When she turned sixteen, the princess wished for a needle. “I want to sew a bit,” she wrote on a note and put it into the basket that went down her tower for food and books. “Just so I have something to do.”
When she received it, tucked under berries and cheese, the princess took the needle between two fingers. She went down the tower and to the door where the dragon lay.
“Beast,” the princess said.
The dragon said nothing. The chain around its neck was golden and terrible. Its wings were folded. It lay still and looked at the princess.
She lifted her hand. The needle gleamed silver in the dragon fire under the beast’s belly. “I can unleash you.”
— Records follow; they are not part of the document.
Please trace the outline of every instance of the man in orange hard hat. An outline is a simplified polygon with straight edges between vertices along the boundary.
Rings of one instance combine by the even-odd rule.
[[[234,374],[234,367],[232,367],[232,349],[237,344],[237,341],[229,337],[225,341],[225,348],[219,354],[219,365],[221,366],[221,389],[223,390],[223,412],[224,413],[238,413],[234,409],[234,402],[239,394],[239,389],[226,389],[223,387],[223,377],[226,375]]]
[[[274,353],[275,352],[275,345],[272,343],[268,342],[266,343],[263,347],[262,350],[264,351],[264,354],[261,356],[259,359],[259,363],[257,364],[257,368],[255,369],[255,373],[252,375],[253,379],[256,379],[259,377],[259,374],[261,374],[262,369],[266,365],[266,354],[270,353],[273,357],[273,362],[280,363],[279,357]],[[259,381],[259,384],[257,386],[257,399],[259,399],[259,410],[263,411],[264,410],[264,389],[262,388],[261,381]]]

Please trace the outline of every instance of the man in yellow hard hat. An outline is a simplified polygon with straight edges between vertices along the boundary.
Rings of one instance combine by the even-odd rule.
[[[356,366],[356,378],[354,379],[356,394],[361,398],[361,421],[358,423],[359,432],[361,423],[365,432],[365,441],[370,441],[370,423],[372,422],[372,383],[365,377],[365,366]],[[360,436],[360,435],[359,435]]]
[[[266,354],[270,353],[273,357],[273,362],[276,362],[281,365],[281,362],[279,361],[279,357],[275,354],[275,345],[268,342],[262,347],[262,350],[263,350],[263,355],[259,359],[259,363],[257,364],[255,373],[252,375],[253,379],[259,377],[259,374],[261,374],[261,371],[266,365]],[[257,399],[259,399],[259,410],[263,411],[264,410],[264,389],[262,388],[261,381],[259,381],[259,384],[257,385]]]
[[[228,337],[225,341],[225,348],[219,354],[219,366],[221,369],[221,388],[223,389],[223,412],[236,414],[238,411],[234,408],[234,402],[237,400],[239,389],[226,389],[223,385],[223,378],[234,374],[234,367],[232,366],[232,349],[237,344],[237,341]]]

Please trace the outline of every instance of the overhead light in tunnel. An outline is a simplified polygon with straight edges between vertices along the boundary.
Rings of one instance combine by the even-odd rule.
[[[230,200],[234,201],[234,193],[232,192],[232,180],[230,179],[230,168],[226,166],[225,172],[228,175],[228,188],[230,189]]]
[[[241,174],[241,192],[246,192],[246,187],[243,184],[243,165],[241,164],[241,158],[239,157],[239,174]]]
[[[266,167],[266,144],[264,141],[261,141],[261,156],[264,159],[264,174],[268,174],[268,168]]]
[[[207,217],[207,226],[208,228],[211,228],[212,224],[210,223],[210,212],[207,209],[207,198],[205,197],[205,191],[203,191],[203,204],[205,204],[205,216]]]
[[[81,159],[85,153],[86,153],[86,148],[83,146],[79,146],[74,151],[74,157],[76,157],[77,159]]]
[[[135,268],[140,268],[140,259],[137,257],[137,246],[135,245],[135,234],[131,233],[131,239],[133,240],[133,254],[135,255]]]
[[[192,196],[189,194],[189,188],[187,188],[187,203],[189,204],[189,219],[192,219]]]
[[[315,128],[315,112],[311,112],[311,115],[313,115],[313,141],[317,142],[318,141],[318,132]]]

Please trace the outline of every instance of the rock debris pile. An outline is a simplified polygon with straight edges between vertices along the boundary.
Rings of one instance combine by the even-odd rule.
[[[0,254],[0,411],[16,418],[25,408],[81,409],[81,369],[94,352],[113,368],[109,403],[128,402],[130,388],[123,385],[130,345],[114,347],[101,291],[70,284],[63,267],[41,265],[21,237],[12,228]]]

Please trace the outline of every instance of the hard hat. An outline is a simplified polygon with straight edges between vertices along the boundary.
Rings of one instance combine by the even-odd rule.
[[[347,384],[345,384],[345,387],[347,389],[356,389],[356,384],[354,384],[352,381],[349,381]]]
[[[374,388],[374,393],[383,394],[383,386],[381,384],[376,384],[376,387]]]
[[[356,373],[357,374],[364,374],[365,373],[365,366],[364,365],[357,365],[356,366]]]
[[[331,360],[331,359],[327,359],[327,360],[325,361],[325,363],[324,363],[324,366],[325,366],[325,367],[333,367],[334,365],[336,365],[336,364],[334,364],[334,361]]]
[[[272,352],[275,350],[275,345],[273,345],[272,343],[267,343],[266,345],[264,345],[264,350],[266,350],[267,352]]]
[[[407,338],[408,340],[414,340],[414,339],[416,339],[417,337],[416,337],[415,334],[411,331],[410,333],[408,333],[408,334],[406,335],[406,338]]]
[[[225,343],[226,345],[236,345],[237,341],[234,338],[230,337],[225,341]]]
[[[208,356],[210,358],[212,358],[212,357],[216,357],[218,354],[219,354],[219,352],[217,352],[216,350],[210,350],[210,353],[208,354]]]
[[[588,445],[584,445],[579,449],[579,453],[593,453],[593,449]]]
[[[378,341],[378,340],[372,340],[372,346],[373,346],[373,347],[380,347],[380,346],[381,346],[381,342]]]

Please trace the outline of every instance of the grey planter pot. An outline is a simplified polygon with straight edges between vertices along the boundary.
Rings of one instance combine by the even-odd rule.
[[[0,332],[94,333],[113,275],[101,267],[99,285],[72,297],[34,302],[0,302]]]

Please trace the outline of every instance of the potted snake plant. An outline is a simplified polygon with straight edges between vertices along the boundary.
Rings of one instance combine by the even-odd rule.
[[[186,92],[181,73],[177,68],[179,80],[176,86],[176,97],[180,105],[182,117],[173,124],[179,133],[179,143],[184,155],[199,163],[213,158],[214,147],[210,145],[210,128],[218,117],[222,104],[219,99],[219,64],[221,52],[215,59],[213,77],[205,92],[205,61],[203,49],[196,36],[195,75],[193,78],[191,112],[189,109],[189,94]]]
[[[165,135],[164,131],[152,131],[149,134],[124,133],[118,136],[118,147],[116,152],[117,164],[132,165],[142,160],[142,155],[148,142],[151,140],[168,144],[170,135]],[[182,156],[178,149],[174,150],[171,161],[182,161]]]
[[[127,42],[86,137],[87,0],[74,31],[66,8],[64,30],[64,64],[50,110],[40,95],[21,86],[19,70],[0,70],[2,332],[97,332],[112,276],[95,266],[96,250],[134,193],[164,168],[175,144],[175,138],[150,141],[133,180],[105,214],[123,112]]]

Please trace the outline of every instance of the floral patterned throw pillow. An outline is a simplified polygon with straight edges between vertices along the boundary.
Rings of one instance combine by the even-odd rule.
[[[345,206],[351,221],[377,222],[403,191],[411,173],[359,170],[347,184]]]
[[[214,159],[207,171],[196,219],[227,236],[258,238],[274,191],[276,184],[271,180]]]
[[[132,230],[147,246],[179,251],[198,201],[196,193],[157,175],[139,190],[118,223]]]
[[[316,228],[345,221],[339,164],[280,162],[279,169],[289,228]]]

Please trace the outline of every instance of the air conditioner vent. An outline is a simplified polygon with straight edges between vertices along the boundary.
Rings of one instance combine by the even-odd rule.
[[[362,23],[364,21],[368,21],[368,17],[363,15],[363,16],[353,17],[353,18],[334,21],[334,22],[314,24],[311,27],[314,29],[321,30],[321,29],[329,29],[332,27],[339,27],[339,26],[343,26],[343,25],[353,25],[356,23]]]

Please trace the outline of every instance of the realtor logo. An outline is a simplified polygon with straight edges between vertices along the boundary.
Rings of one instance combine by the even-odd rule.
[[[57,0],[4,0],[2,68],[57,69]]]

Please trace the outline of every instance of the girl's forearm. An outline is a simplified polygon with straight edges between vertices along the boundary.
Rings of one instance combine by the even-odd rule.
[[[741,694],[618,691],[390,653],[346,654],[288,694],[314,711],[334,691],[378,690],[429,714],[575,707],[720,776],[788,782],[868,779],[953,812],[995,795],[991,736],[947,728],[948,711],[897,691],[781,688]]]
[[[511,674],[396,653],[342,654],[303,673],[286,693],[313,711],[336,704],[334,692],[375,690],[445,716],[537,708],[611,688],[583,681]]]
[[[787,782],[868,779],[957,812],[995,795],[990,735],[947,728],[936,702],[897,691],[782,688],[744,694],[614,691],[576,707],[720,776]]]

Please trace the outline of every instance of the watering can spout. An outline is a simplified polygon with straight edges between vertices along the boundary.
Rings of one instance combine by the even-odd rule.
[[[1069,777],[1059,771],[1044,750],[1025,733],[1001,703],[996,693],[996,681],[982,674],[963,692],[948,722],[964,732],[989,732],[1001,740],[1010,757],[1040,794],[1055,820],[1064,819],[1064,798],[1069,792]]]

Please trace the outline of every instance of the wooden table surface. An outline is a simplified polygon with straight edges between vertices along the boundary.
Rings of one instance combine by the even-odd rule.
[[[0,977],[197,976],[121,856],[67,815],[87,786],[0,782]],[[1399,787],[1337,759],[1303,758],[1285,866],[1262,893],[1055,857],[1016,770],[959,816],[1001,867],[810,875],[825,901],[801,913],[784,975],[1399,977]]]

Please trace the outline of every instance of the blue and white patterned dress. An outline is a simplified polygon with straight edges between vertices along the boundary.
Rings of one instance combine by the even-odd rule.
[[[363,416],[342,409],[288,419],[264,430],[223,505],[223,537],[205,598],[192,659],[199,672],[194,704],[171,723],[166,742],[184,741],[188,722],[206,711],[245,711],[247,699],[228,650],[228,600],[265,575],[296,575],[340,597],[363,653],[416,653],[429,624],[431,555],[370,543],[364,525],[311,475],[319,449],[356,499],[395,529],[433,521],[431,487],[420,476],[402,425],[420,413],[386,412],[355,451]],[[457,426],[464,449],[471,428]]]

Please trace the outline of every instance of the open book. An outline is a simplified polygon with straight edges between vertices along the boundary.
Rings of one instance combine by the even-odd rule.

For a while, the dragon only looked. It looked and looked, and then it opened its jaws. “And what do you want in return?”
The princess smiled. She went over to the dragon and pushed the needle into the lock sealing its neck.
“What do you want?” the dragon asked again. But the princess said nothing.
While she worked, the beast slowly shifted to its feet, and the princess did not flinch when hot breath flooded over the scars on her naked shoulder blades. She did not tremble when the dragon nudged her where her wings used to be, neither when it sniffed where horns used to adore her bald head, nor when it nosed at the burns that torches had left on her four arms.
The chain fell. A shudder went through the dragon’s body. It took a deep breath, its throat bulged, and magic erupted from its freed lungs. The door on the bottom of the tower burnt to ashes.
The princess smiled.
“Well,” the dragon said when they stood outside and looked at the sky. “Now you must tell me.”
And still, the princess smiled, a slow and horrifying little smile that stuck to her tiny mouth. The dragon stumbled away from her, terror shooting through his veins. He was up in the sky within seconds, but the princess only looked at him.
When she spoke, it echoed across the clearing deep in the forest, and the dragon in the sky shuddered from her soft voice that sang gently:
“I want to ask them why they did not lock me up a bit better.”